Spectrum Pharmaceuticals Inc. (NASDAQ: SPPI) shares were halved on Thursday after the firm provided an update on its midstage cancer study. The company also gave some updates on its late-stage programs with the U.S. Food and Drug Administration (FDA) as well.
Spectrum reported that its Phase 2 clinical trial evaluating poziotinib in previously treated non-small cell lung cancer patients with EGFR exon 20 insertion mutations was not met in Cohort 1.
The trial’s Cohort 1 enrolled 115 patients who received poziotinib. The intent-to-treat analysis showed that 17 patients had a response and 62 patients had stable disease, for a 68.7% disease control rate.
The confirmed objective response rate was 14.8%. The median duration of response was 7.4 months.
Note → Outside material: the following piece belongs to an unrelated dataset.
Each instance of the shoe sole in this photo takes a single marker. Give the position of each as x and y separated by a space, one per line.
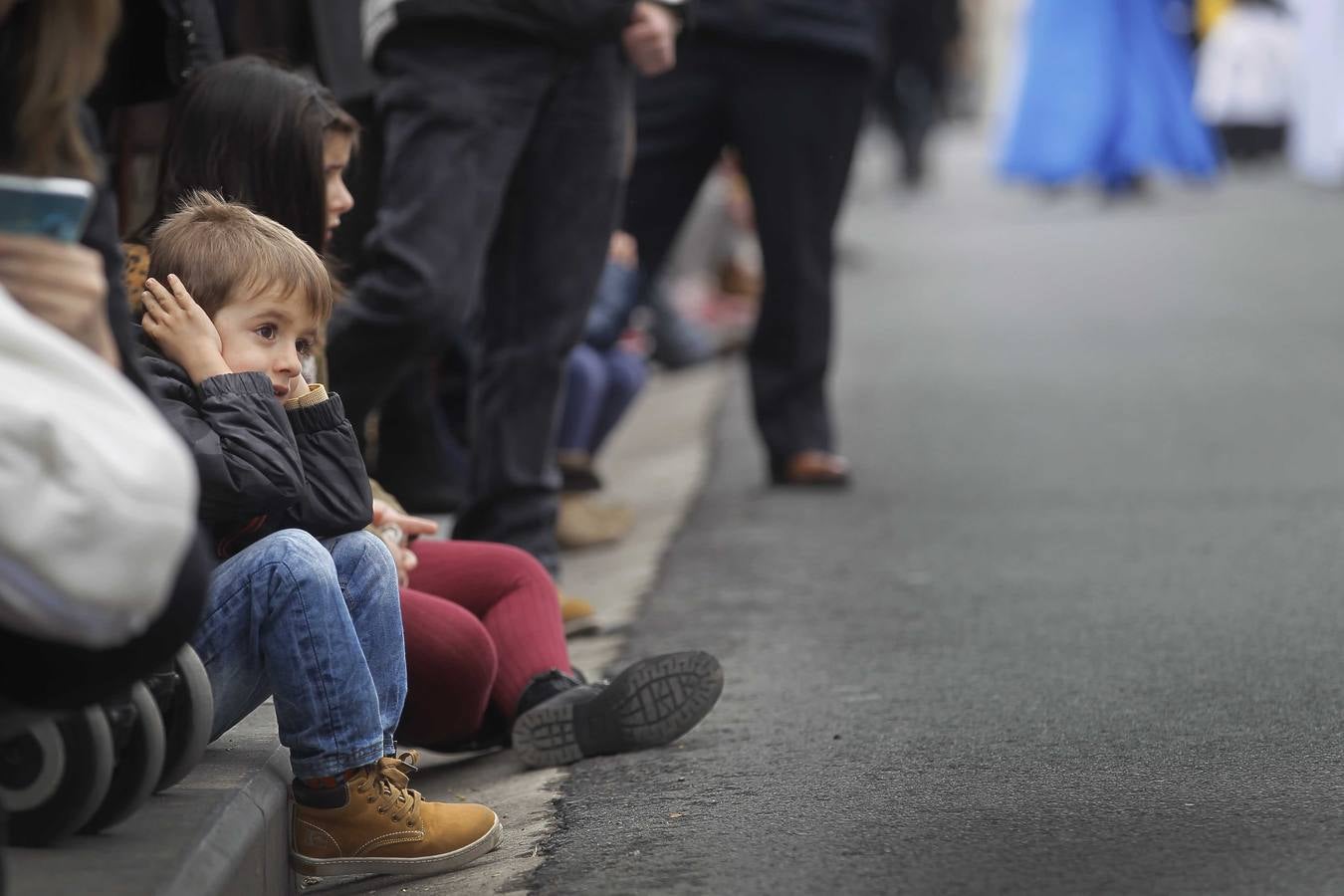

The safety profile was in line with other second-generation EGFR tyrosine kinase inhibitors.
Joe Turgeon, president and CEO of Spectrum Pharma, commented:
While the response rate of Cohort 1 in this trial was lower than we expected, the positive signals observed for this cohort provide support for the continued clinical evaluation of poziotinib in this patient population with significant unmet medical need. We look forward to providing read outs from Cohorts 2 and 3 in 2020, and plan to provide an update on the overall program strategy during the first quarter of 2020 after a full evaluation of the data from Cohort 1 is completed.
Separately, the company also announced that the Biologics License Application for Rolontis (eflapegrastim) was accepted for review by the FDA and set a Prescription Drug User Fee Act date of October 24, 2020.
Shares of Spectrum Pharma were last seen down 54% at $4.03, in a 52-week range of $3.61 to $12.15. The consensus price target is $23.20.